WASHINGTON — Republican Sen. Jeff Flake of Arizona will not run for re-election, saying Tuesday he wouldn’t embrace President Donald Trump to win next year’s Republican primary.
“Here’s the bottom line: The path that I would have to travel to get the Republican nomination is a path I’m not willing to take, and that I can’t in good conscience take,” Flake told The Arizona Republic.
He intends to detail his decision to retire on the Senate floor on Tuesday, the newspaper reported.
Will Allison, Flake’s campaign spokesman, confirms to CNN that he is not running.
His decision means Flake joins retiring Tennessee Sen. Bob Corker as an outspoken critic of Trump with nothing to lose in the year before 2018’s midterm elections.
Flake’s political fortunes suffered as a result of his long-running feud with Trump — including an anti-Trump tome Flake published over the summer. Private polls conducted by Republican and Democratic groups in Arizona, sources with those groups said, showed him on track to lose badly in next August’s Republican primary to challenger Kelli Ward.
His retirement is a double-edged sword for Trump’s White House: It opens the door for Flake to be replaced with a more supportive Republican. But his seat also now becomes a prime Democratic pick-up opportunity.
And it turns Arizona — once a Republican stronghold but increasingly competitive in recent elections — into perhaps the most important state in the 2018 midterms, with Flake’s seat now open and questions looming about Sen. John McCain’s long-term prognosis as he is treated for brain cancer.
In politics and personality, Trump and Flake have little in common.
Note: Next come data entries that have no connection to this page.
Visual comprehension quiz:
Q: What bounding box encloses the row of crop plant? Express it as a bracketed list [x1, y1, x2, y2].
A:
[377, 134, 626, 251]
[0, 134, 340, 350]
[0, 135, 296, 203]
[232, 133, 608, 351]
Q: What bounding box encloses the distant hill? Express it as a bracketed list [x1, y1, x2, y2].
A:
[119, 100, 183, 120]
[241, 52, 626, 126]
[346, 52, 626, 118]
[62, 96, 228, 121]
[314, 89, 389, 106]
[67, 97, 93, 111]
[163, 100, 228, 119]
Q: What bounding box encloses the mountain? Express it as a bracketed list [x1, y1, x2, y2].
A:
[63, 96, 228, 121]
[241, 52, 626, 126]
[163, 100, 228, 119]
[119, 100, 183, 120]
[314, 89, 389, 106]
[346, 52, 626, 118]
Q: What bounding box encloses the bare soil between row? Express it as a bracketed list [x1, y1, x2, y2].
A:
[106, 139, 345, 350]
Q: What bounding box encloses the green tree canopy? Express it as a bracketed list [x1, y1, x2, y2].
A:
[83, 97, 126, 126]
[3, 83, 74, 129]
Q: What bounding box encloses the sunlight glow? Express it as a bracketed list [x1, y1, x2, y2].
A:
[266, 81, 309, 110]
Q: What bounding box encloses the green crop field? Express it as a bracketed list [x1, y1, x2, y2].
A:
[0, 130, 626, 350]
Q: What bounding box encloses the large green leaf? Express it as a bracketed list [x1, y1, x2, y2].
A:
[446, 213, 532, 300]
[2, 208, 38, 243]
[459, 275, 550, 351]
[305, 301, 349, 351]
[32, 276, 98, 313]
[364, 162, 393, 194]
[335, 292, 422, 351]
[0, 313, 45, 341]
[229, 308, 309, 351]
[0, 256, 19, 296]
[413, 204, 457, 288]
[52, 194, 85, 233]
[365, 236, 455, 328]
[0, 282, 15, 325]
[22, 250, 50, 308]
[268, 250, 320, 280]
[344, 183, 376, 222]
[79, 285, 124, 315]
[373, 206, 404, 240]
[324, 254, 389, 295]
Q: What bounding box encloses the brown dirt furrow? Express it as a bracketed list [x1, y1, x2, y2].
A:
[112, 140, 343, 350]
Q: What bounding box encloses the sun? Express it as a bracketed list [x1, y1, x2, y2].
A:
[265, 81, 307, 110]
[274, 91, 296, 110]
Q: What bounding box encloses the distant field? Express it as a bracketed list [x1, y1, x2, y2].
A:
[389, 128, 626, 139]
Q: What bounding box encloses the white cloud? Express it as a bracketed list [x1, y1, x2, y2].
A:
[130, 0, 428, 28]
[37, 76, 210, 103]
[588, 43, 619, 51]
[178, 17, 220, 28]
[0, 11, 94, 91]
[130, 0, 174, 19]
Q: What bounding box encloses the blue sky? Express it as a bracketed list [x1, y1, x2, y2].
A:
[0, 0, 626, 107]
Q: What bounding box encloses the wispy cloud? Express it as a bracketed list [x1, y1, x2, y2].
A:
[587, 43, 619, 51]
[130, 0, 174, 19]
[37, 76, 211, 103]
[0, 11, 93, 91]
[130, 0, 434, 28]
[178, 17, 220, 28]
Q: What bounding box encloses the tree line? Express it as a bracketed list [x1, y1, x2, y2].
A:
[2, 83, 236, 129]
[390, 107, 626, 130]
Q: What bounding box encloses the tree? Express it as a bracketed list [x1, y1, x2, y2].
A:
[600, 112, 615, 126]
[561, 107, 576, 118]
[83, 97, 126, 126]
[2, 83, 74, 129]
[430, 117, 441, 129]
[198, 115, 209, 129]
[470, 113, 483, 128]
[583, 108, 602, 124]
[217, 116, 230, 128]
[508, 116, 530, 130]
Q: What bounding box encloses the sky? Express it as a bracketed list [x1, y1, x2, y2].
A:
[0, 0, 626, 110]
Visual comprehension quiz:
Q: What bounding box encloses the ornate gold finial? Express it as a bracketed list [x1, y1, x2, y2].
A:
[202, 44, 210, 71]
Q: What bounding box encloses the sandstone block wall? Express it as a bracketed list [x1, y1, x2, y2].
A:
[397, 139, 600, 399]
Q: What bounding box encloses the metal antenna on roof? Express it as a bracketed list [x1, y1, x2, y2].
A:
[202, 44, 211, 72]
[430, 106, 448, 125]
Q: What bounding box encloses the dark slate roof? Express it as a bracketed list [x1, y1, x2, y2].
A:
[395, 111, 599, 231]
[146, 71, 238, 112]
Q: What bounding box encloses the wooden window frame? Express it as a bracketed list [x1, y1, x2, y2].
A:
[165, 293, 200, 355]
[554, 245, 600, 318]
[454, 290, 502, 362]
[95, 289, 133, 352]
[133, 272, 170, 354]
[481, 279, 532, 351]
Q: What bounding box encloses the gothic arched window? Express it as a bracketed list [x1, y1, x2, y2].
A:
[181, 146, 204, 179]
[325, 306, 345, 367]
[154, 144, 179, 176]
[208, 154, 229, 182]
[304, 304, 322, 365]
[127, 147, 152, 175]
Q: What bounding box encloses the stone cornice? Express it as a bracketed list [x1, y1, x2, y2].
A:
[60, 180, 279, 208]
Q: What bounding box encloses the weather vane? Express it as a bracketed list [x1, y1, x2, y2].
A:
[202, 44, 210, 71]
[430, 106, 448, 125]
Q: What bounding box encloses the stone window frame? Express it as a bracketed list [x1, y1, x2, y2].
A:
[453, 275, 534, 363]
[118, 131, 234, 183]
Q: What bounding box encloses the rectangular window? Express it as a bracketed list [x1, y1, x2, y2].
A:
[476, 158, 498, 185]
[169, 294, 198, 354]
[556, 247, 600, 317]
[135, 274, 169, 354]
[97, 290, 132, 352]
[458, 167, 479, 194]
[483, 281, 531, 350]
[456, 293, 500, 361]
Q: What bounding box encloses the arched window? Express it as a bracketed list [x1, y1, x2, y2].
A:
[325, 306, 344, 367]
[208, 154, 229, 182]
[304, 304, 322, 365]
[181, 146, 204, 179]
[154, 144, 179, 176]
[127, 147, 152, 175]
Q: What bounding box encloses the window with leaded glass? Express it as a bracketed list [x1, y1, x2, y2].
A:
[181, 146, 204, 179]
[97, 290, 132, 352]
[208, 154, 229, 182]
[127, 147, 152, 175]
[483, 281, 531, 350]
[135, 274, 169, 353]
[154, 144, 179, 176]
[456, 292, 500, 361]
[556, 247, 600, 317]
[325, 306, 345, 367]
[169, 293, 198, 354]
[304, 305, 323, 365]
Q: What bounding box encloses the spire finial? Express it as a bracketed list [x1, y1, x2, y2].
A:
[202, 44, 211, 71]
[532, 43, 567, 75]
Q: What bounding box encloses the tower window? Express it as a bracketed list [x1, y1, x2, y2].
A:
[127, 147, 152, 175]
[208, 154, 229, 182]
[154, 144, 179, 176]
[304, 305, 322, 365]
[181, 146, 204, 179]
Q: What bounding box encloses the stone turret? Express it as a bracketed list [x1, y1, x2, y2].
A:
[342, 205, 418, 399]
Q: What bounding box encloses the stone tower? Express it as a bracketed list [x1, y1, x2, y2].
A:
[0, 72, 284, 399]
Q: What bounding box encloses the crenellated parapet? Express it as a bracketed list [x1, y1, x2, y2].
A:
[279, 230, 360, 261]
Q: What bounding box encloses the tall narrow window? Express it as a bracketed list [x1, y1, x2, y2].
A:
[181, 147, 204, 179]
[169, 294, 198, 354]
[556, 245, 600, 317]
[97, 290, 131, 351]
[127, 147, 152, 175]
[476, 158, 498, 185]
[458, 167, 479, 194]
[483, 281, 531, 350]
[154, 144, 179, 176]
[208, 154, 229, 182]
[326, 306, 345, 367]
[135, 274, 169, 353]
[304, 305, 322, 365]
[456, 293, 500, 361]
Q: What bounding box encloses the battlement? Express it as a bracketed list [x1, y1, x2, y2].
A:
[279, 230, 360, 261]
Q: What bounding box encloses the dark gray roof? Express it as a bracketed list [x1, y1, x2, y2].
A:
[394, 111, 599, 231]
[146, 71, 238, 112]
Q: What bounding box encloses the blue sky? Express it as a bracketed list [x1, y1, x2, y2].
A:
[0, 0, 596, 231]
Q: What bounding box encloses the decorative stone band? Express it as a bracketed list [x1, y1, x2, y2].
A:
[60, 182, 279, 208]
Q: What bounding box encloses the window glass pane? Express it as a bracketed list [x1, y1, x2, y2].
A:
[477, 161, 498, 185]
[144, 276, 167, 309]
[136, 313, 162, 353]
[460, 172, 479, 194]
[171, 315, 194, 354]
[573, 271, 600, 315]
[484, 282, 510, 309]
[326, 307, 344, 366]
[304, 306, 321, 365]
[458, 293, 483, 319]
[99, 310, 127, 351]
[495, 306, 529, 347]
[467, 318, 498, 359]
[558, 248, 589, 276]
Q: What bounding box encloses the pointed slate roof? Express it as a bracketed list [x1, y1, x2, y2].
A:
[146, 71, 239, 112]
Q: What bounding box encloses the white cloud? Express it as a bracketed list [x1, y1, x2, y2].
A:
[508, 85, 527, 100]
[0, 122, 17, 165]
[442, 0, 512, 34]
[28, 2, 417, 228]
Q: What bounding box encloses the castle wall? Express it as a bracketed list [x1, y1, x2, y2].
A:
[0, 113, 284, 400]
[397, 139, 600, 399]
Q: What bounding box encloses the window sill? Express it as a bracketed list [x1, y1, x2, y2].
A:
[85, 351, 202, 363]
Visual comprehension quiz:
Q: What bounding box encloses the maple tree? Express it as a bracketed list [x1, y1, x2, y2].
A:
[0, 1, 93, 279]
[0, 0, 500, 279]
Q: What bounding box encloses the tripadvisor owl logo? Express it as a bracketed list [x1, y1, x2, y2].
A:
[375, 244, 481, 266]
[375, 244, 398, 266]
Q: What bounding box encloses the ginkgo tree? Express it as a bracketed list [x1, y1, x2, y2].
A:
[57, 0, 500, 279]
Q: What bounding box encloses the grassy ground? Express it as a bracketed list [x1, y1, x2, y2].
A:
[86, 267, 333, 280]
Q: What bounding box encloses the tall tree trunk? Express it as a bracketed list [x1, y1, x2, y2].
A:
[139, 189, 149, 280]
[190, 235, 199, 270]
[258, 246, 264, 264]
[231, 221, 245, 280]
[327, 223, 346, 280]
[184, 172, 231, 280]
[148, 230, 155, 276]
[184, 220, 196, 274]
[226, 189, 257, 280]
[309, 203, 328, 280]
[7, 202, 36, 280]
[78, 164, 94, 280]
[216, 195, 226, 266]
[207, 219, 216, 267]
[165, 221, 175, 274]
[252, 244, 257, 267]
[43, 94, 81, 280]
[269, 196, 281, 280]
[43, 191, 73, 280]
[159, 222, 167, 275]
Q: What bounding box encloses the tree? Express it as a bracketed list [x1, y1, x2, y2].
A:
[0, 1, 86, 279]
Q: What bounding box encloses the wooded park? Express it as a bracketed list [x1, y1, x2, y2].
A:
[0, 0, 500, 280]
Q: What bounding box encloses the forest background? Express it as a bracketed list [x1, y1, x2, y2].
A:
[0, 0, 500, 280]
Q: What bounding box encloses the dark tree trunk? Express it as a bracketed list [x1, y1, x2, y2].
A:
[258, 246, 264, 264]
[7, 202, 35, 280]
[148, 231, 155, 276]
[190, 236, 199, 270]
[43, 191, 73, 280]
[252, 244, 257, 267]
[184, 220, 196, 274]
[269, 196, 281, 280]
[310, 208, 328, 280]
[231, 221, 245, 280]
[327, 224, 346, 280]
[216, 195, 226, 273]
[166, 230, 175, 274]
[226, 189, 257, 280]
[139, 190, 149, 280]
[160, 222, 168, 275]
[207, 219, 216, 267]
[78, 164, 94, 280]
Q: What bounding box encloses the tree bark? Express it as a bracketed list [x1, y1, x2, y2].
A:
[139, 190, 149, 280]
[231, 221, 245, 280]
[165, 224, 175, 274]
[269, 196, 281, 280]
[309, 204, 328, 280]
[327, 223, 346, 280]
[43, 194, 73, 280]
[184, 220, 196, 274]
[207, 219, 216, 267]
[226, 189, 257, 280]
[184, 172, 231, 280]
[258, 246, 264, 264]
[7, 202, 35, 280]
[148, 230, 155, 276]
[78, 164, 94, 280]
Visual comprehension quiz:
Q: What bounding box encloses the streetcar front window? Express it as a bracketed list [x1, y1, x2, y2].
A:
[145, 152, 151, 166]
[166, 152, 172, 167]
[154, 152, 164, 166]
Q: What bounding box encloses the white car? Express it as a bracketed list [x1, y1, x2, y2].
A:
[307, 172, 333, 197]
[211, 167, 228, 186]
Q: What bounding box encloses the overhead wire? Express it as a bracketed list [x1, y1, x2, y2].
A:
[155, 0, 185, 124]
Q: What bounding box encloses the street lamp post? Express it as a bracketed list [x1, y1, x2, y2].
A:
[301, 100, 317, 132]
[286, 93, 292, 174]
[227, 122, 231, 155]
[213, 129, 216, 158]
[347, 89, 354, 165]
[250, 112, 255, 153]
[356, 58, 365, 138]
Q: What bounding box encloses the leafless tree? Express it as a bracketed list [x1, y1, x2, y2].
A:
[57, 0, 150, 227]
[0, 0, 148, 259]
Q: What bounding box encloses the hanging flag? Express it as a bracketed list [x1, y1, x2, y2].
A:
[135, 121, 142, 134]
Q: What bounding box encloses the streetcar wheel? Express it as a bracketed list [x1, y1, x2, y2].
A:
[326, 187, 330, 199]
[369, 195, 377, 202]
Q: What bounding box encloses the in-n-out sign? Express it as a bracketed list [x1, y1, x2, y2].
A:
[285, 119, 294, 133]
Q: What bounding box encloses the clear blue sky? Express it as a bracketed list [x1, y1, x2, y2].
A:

Flake, a Mormon from the tiny town of Snowflake, Arizona, is polite and introspective. He journals regularly and, while in the House, regularly emailed his thoughts on travel and policy to a small, private list of family and friends.
He’s long expressed major policy differences with Trump — particularly on trade. In August he called Trump’s decision to withdraw from the Trans-Pacific Partnership “a big mistake which will haunt us for a long time.” He has also defended the North American Free Trade Agreement, warning that its cancellation would badly damage the economies of border states like Arizona.